Café Le Fontainas markeert het einde van de homowijk: in de verte zie je het logo van de Marokkaanse Attijariwafa Bank / Foto: Nena Langloh
Homofobe politie
Het gekke is dat het kantoor van de lokale politiezone Brussel Hoofdstad-Elsene ook in de Korenmarkt ligt, middenin de regenboogenclave. “Je zou daarom denken dat de politie helpt bij gevallen van homofoob geweld en dat het hier juist veiliger is voor mensen van de gemeenschap, maar dat is niet zo”, zegt Rachael Moore, coördinator van RainbowHouse Brussel. “Vanaf woensdagavond tot en met het weekend zijn hier regelmatig incidenten, maar de politie doet daar weinig aan.”
In september 2019 startte RainbowHouse Brussel samen met Brussel Preventie & Veiligheid een meldpunt voor homo- en transfoob geweld. “Slachtoffers hebben geen vertrouwen in de politie, omdat ze er al van uit gaan dat de politie homofoob en transfoob is”, zegt Moore. “Vaak krijgen de slachtoffers homofobe en transfobe opmerkingen van de politie zélf.
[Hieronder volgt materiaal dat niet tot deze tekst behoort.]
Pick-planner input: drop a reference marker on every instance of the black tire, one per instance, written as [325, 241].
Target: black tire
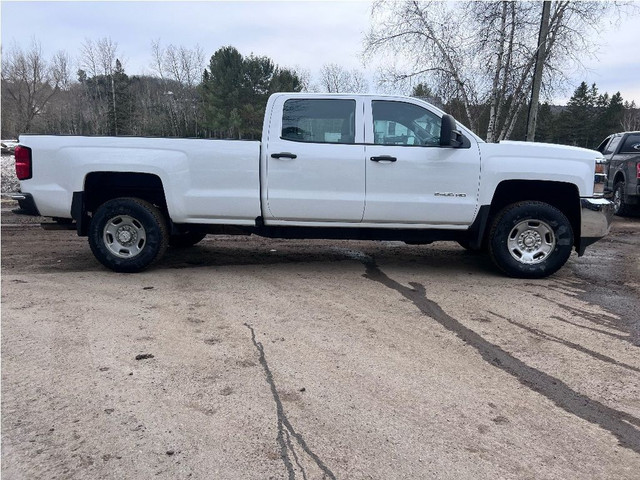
[620, 207]
[530, 240]
[184, 240]
[128, 234]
Dan heb je geen zin meer om aangifte te doen.” RainbowHouse vangt slachtoffers op en helpt hen om verdere stappen te ondernemen, zoals aangifte doen. “Dat helpt hen. Ze zeggen zelf dat ze nooit naar de politie zouden stappen als het niet via ons kon.”
Bij Younes klinkt een gelijkaardig verhaal: “De politie geeft geen zak om homofoob geweld.” Afgelopen juni werden Younes en een vriend in elkaar geslagen in het Noordstation. Het was zes uur ’s ochtends, ze kwamen net terug van een feestje en zaten naast elkaar op een bankje te wachten op hun tram naar huis. Iets verderop stonden twee mannen die Younes plots in het vizier krijgen. “Ze riepen in het Arabisch naar me dat ik een janet ben en sloegen ons in elkaar.” Younes doet aangifte bij de politie. Diezelfde dag nog werd hij op straat overvallen, toevallig door dezelfde man die hem die ochtend in elkaar geslagen had. “Ik heb die kerel letterlijk aan de politie overhandigd, maar meer dan een ondervraging kwam er niet van in huis. Ze laten die gastjes gewoon hun gang gaan. In het vervolg doe ik geen aangifte meer.”
Kebabzaken, copy centers en een Marokkaanse bank bekleden de Maurice Lemonnierlaan / Foto: Nena Langloh
Vormingscursus
Het discriminerend gedrag van de politie is volgens Moore een probleem dat al in de opleiding aan de politieacademie moet worden aangepakt. Vandaag is daar geen ruimte voor. RainbowHouse biedt wel vormingen over geweld tegen en discriminatie van de LGBT+-gemeenschap aan voor de politie. Maar die zijn niet verplicht: de agenten kiezen zelf uit een lijst van bijscholingen. “Onze cursus gaat vier keer per jaar door, vier keer in het Frans en twee keer in het Nederlands. De Franstalige cursussen raken meestal wel volzet, dat zijn zo’n dertig deelnemers, maar bij de Nederlandstalige cursussen daalt het aantal inschrijvingen. De laatste keer waren er maar zes deelnemers.”
Eén training over diversiteit en discriminatie is niet genoeg volgens Moore, die zelf de Nederlandstalige cursus geeft. “Die training zou al in de opleiding van de politieacademie verwerkt moeten zitten, vóór ze op het terrein komen. Nu moet het politiekorps zijn job uitoefenen op basis van stereotypen en daardoor gaat het discrimineren”, zegt ze.
De tijd dringt: er moet snel iets veranderen, want met de huidige aanpak vallen er alleen maar meer slachtoffers van homofoob geweld. “Sommigen willen nog de conversatie voeren over of homofobie oké is of niet. Daar is geen tijd meer voor. Homofobie is niet oké, dat moet het startpunt zijn”, besluit Moore.
Nena Langloh
* Echte naam bekend bij de redactie.